Taking things (and people) for granted is not good stewardship. You can do better. Just be a little more intentional.
I had the privilege of being a chaperone for my youngest son’s field trip to Yosemite National Park yesterday. I am embarrassed to say that I don’t think I’ve been to Yosemite since I was in high school. Millions of people come from around the world to see this majestic park and I take it for granted.
Fortunately, some people of vision designated it a national park over 125 years ago so that we could enjoy it today. It was designated as a National Park in 1890. But prior to that, none other than President Lincoln sent a bill to Congress in 1864 stating that “the lands be held “…for public use, resort, and recreation…inalienable for all time.”

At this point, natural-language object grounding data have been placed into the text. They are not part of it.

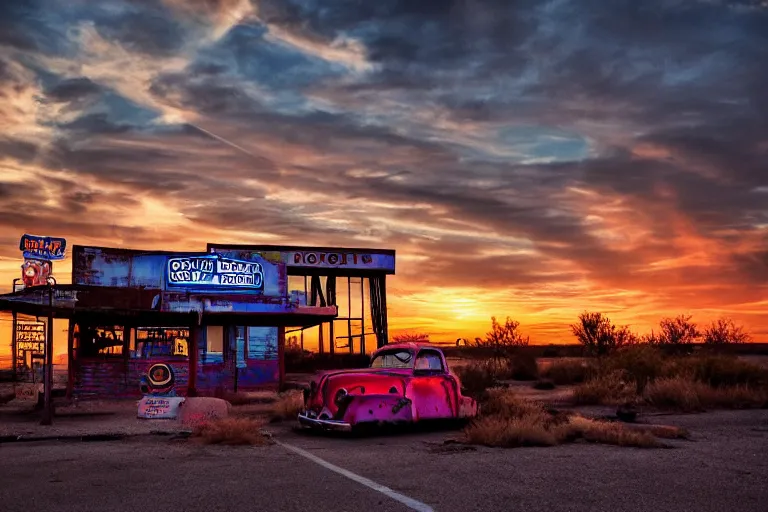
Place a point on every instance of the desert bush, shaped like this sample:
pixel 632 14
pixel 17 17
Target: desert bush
pixel 521 367
pixel 503 340
pixel 639 363
pixel 566 372
pixel 724 331
pixel 231 431
pixel 599 336
pixel 606 389
pixel 677 331
pixel 475 378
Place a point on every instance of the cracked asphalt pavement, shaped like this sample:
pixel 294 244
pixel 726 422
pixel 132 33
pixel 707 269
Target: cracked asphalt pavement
pixel 724 467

This was truly an act of stewardship and vision. And it paved the way for Yosemite to receive the National Park designation, third behind Yellowstone and Sequoia.
As I reflected on that, it was a powerful reminder that I am a steward of my son who was with me, and of his siblings as well. I feel blessed that I could enjoy that trip with him. It was so fun to watch him run around and experience the deer we saw, the waterfalls we hiked to, and the museums we explored. And he thanked me at least three times for taking him! I was the one who should have been thanking him, for letting me be a chaperone.
Plus, I got to help him start to break in his new hiking boots, which will be put to the test this August when we set out to summit Mt. Whitney together.
My reflections also reminded me that I need to not take my time with him for granted, like I have with Yosemite in my back yard. I need to make the most of the time I have with him, whether that’s playing or teaching or guiding. God has entrusted me with his development, just as much as his protection and provision.
It can be easy to justify reasons for working or doing other things as part of my responsibilities for providing for him and protecting him. But I need to remember that his character and soul are my responsibility, too, and that requires investments of time and attention.
And so, rather than work on my task list earlier tonight, I decided to just watch him practice with this soccer team. I want him to know he’s important to me. Sometimes that just means being present.